# 1984 MF220-4



## WvChamp63 (Jan 3, 2022)

Howdy Folks,
I recently acquired a 1984 MF220-4. I am in need of a front drive shaft I'm told.
Can't find an online parts diagram.
First post and I'm in need.
Thanks in advance,
WvChamp63


----------



## BigT (Sep 15, 2014)

Hello WvChamp63, welcome to the tractor forum. 

Finding parts for a Massey Ferguson tractor is difficult. AGCO is now the owner of the MF brand. You can try contacting them, or go to salvage yards. Here are four MF 220-4's listed in salvage.

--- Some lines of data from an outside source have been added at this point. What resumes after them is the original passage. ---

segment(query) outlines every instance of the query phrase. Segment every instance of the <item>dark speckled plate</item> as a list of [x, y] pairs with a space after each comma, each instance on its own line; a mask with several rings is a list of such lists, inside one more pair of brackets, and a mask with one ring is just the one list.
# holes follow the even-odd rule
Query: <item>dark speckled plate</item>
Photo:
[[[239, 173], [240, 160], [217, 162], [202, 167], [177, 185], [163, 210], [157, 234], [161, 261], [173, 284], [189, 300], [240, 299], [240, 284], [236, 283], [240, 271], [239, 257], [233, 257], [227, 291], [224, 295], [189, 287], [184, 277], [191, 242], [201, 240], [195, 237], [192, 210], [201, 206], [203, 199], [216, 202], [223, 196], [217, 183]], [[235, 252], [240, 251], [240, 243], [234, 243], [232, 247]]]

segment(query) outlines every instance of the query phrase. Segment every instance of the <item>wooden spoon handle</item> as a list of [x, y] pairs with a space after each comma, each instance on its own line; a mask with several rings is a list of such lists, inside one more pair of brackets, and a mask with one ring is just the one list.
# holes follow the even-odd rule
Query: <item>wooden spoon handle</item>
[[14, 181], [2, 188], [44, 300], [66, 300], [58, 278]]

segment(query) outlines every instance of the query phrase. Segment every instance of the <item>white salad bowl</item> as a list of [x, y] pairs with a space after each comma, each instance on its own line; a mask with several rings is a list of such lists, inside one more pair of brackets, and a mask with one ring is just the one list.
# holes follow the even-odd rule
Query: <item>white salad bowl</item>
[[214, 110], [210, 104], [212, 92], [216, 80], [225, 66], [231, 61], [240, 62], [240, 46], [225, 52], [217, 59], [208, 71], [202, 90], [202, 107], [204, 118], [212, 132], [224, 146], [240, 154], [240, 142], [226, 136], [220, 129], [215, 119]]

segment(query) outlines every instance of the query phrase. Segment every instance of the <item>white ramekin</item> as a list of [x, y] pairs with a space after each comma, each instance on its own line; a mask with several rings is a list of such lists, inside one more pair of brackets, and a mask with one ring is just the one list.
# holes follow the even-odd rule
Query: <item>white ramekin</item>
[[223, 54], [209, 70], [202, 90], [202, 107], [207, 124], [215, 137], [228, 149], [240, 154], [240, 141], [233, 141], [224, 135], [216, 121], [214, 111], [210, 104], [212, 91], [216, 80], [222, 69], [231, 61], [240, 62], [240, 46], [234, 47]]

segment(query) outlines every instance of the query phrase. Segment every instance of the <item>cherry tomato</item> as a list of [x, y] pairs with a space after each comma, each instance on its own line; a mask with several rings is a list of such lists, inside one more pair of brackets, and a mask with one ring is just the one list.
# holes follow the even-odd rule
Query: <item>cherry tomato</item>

https://www.tractorhouse.com/listings/farm-equipment/dismantled-machines/list/manufacturer/massey-ferguson/model/220-4


----------



## WvChamp63 (Jan 3, 2022)

Heya BigT. Thanks for the Links.
I'm now finding out that it needs the front diff ? Still haven't been able to lay eyes/hands on the MF220-4 to see what all parts i'll need.
Thanks for the prompt reply,
WvChamp63


----------



## helpmethispieceof (9 mo ago)

WvChamp63 said:


> Heya BigT. Thanks for the Links.
> I'm now finding out that it needs the front diff ? Still haven't been able to lay eyes/hands on the MF220-4 to see what all parts i'll need.
> Thanks for the prompt reply,
> WvChamp63


hey im also mF 220 owner and I'm trying to remove fuel tank in order to access the wires for the insrument panels but i cant seem to remove the fuel tank with the bottom bolts any ideas?


----------